A limitation of our method is that it works with chunks of video data—collections of 150 frames from the video. This can be restricting in certain scenarios. As a future direction of development, we plan to increase responsiveness of the method so relevant parties can react quicker in the event of a fall. As with all other optical flow methods, GLORIA Net needs constant brightness of the scene in order to function properly. A future direction of work may include sensor fusion with an IR camera, utilizing the multi-spectral nature of the GLORIA technique. This would allow the fall detection method to function in more varied lighting conditions.

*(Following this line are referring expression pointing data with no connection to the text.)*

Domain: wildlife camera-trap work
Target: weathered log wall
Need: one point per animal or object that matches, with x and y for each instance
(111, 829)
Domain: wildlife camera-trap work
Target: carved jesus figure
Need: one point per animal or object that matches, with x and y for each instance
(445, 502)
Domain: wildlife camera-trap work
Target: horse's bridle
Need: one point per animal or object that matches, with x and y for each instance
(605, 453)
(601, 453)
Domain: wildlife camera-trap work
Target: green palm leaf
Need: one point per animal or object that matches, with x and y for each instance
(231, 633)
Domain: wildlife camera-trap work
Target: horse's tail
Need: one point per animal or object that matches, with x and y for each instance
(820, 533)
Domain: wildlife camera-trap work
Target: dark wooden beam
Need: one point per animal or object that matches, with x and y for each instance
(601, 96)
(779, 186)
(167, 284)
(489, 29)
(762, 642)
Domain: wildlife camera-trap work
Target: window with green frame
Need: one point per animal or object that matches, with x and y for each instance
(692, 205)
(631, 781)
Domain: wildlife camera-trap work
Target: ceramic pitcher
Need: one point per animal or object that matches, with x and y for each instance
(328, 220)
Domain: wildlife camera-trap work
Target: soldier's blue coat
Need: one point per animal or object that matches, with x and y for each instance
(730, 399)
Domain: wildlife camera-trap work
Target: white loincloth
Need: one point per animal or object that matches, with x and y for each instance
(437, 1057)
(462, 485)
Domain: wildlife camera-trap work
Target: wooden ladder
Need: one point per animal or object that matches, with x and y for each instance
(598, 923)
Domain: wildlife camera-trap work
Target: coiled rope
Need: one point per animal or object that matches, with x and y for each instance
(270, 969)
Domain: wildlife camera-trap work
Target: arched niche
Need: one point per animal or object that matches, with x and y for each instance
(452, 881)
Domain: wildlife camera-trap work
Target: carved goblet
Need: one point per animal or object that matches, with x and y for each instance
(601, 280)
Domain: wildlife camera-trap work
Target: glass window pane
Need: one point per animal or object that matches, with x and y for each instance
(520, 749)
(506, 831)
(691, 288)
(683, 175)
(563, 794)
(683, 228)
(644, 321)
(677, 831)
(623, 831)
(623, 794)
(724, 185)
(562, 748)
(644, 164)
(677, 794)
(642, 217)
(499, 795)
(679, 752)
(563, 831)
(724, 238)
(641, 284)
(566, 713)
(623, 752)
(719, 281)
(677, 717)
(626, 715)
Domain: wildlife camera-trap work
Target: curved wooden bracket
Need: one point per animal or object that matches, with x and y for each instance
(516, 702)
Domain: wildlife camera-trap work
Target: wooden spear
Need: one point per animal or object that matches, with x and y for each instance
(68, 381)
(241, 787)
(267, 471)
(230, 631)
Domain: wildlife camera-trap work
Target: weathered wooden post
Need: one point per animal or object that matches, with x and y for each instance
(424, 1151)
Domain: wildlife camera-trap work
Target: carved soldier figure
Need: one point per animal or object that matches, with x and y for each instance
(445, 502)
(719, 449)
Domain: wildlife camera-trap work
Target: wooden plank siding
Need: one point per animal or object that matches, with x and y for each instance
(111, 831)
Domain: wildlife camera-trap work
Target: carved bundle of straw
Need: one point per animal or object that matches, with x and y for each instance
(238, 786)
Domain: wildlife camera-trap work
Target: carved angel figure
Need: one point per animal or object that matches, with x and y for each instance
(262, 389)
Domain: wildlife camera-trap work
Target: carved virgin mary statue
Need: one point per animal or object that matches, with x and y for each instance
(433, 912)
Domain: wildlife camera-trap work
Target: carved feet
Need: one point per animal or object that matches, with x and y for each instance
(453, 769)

Another direction for future development is to define and extract features from the data that are related to the fall event in a physical sense. For example, we may look at the fall duration, the acceleration of the person, whether or not movement is periodic, and other similar quantities. Such preliminary refinement may help increase the accuracy of our fall detection scheme.

The datasets we have used in the current article are of videos in which a single person is present. We plan to test our method and upgrade it if needed on data that contains multiple moving people. A more thorough investigation of the additional LSTM block will be conducted on this data.

Many commercially available fall detection systems exist. Like the method here, they are described as accurate, inobtrusive, real-time, and automatic. What our system can do better is to rely on less sensors than wearable approaches [6,7]—it can work with a single camera while retaining real-time function with accurate results. In addition, cameras are readily available and can be found in many hospitals and homes, which removes the need to install and maintain special ambient sensors [5]. These benefits of our method, when compared to commercial products, further highlight its usefulness and ease of applicability.